Automatic addressing is part of the IPv6 standard. In this video, you’ll learn about SLAAC, Network Discovery Protocol (NDP), and automatic addressing of IPv6 devices.
With IPv6, we’ve taken a number of techniques we’ve used with IPv4, and we’ve updated them for the modern network. Of course, there’s DHCP for IP version 6. Those DHCP servers use a very similar process to what we saw with IPv4 to assign IP addresses with IP version 6. This uses redundant DHCP servers so it’s ready for the enterprise. And you as the DHCP administrator will be managing this DHCP version 6 server as well.
But unlike IP version 4, IP version 6 can assign an IP address to itself and be able to communicate with anyone on the network. We refer to this as stateless addressing. There’s no DHCP server that manages the process. You don’t have to keep track of IP addresses or Mac addresses. And with this stateless addressing, there’s no lease time, so you never have to worry about giving up your IP address.
An important protocol that’s used for IPv6 stateless addressing and other purposes is the NDP protocol. This stands for Neighbor Discovery Protocol. In IP version 4, we use the Address Resolution Protocol, or ARP, to be able to find other devices on the network. But ARP requires broadcasts to be able to operate. Within DP, we’re using multicast, so the overall communication is much more efficient. The way that an IPv6 device is able to effectively assign itself an IPv6 address is using Stateless Address Autoconfiguration, or SLAAC.
You don’t need a DHCP server. The device running IPv6 creates its own IP address to use. One of the concerns we obviously have is that if a device is creating its own IP address, it could potentially conflict with an existing IP address on the network.
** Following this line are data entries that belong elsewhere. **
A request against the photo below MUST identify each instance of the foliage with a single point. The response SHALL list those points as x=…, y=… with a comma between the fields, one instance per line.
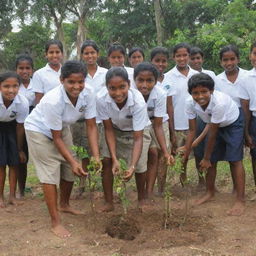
x=120, y=185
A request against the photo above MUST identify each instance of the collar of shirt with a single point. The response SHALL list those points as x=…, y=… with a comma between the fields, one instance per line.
x=129, y=102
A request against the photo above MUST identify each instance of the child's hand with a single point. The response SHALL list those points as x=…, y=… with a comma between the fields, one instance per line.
x=22, y=157
x=205, y=164
x=128, y=174
x=77, y=169
x=115, y=167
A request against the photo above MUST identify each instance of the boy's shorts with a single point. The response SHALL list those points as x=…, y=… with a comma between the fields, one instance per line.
x=50, y=165
x=252, y=132
x=124, y=147
x=79, y=134
x=229, y=142
x=154, y=142
x=9, y=154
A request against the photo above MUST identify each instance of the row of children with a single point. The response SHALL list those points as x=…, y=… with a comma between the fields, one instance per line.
x=126, y=101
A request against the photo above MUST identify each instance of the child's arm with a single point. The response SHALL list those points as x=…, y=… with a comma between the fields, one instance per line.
x=111, y=142
x=245, y=106
x=20, y=133
x=213, y=130
x=92, y=134
x=136, y=152
x=158, y=128
x=201, y=136
x=170, y=113
x=62, y=148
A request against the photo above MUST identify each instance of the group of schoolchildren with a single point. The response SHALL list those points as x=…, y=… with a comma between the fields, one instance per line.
x=141, y=114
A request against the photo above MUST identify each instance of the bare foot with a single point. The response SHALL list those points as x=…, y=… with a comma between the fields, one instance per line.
x=204, y=199
x=15, y=201
x=2, y=203
x=68, y=209
x=60, y=231
x=237, y=209
x=107, y=207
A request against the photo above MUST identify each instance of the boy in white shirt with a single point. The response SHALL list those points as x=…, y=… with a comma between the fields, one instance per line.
x=50, y=141
x=224, y=132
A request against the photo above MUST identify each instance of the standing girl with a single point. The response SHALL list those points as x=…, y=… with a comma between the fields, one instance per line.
x=50, y=141
x=135, y=56
x=13, y=111
x=96, y=79
x=48, y=77
x=24, y=68
x=145, y=76
x=124, y=114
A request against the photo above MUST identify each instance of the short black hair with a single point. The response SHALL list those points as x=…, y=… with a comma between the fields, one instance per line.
x=24, y=57
x=200, y=79
x=53, y=42
x=136, y=49
x=91, y=43
x=146, y=66
x=9, y=74
x=159, y=50
x=116, y=47
x=229, y=48
x=179, y=46
x=117, y=71
x=196, y=50
x=71, y=67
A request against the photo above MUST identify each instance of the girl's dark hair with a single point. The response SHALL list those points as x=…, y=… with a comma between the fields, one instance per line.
x=9, y=74
x=200, y=79
x=24, y=57
x=159, y=50
x=136, y=49
x=253, y=46
x=55, y=42
x=179, y=46
x=117, y=71
x=116, y=47
x=195, y=50
x=71, y=67
x=146, y=66
x=91, y=43
x=229, y=48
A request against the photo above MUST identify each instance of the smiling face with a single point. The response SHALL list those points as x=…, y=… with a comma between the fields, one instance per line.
x=24, y=70
x=73, y=85
x=229, y=61
x=116, y=59
x=9, y=89
x=196, y=61
x=181, y=58
x=145, y=81
x=161, y=62
x=201, y=95
x=118, y=90
x=90, y=55
x=54, y=55
x=136, y=58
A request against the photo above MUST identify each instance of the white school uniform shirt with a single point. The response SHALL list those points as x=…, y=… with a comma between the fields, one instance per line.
x=132, y=117
x=179, y=90
x=232, y=89
x=156, y=103
x=55, y=111
x=98, y=81
x=221, y=110
x=28, y=93
x=45, y=79
x=18, y=110
x=247, y=90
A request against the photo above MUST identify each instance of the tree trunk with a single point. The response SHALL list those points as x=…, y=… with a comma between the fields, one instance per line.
x=158, y=19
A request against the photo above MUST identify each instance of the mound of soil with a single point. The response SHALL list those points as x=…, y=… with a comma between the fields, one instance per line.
x=122, y=227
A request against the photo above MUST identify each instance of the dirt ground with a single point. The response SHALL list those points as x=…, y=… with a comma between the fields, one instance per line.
x=25, y=230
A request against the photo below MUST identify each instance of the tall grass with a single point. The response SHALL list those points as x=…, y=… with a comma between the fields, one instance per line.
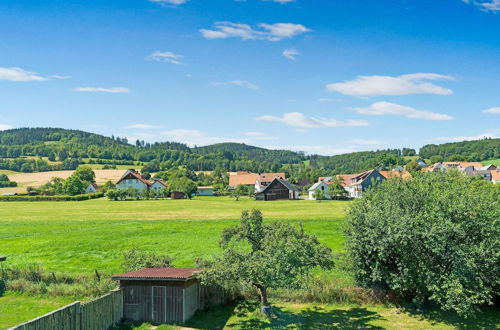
x=33, y=280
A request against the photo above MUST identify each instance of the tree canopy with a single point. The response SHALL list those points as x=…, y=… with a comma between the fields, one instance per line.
x=435, y=237
x=266, y=256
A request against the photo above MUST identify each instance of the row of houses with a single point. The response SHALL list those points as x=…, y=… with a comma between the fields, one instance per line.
x=133, y=179
x=488, y=172
x=355, y=184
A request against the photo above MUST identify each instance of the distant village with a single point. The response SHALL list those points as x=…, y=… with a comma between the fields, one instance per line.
x=275, y=186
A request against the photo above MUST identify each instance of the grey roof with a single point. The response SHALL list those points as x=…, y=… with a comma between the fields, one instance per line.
x=316, y=185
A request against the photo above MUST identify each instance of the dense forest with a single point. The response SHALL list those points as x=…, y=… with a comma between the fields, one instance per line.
x=45, y=149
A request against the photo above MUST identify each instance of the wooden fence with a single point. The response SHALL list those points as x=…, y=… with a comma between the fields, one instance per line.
x=98, y=314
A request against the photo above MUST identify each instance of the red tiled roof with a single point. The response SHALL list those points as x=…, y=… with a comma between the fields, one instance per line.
x=136, y=175
x=159, y=273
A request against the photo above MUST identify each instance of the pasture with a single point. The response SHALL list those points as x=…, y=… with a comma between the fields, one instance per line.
x=39, y=178
x=81, y=237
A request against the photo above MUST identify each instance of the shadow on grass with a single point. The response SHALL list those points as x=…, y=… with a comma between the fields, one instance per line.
x=246, y=315
x=487, y=319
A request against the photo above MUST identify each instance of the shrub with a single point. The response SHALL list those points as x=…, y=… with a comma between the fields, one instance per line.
x=435, y=238
x=135, y=259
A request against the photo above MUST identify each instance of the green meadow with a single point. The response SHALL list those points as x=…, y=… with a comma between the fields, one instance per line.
x=78, y=238
x=81, y=237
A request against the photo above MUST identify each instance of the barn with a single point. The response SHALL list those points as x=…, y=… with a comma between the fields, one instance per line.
x=278, y=189
x=159, y=295
x=167, y=295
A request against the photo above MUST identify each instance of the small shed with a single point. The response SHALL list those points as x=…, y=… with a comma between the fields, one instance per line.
x=278, y=189
x=177, y=195
x=205, y=191
x=160, y=295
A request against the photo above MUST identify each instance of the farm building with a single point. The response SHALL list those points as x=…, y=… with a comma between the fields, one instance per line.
x=92, y=188
x=132, y=179
x=177, y=195
x=323, y=186
x=205, y=191
x=158, y=184
x=159, y=295
x=166, y=295
x=278, y=189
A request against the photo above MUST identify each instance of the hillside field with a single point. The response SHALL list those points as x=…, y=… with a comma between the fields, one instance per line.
x=80, y=237
x=37, y=179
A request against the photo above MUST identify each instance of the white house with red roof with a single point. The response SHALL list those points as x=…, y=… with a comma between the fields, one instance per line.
x=132, y=179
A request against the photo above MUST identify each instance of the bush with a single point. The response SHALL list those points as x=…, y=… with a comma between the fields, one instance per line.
x=434, y=238
x=135, y=260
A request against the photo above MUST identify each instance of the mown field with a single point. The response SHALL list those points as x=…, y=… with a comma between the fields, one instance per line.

But in IP version 6, we have Duplicate Address Detection, or DAD. And it checks to be sure that there are no duplicate IP addresses on the network.
Neighbor discovery protocol can do more than simply find other devices on your network. It can also identify routers using the router solicitation and router advertisement features. If a device wants to find a router that’s on its local subnet, it uses this neighbor discovery protocol and uses the router solicitation feature, and sends that to a multicast that says if there’s any router out there, please respond back. And if a router sees that multicast, it will send a router advertisement directly back to that workstation.
Routers can also send their own advertisements out without being queried. We refer to those as unsolicited RA messages. They’re sent to a slightly different multicast location, and they are sent to all of the devices on the network that might be interested in knowing where routers exist. This router advertisement is useful because it can provide information about the local subnet. Things such as prefix values, prefix lengths, DNS server configuration, and other IPv6 configuration parameters.
So here’s how SLAAC, or the Stateless Address Autoconfiguration, works with IP version 6. The first thing your device does is determine, what local subnet am I on? And it does that by using the neighbor discovery protocol and asking a router, through the router solicitation feature, what subnet is this? The router will respond back with a router advertisement containing that information.
For example, we can query the router using this neighbor discovery protocol, and we’ll receive back the 64-bit IPv6 subnet prefix. You can see an example of that is listed here. But, of course, that’s only half of the IPv6 address. We also need what’s known as the last 64 bits, or the interface ID. Many devices will take a modified version of their Mac address, put the letters ff:fe in the middle to create 64 bits that it can then use as the last part of the address.
Other devices will simply randomize this value to create those last 64 bits. And just to make sure that this random value, or the value associated with the Mac address, doesn’t somehow already match an IPv6 address on the network, the neighbor discovery protocol is used again. It uses a feature called Duplicate Address Detection, or DAD, and checks the rest of the network to be sure that no one else is using that specific IPv6 address.
Now that the stateless address autoconfiguration process is complete, your device now has a completely routable IPv6 address that is unique to that particular station.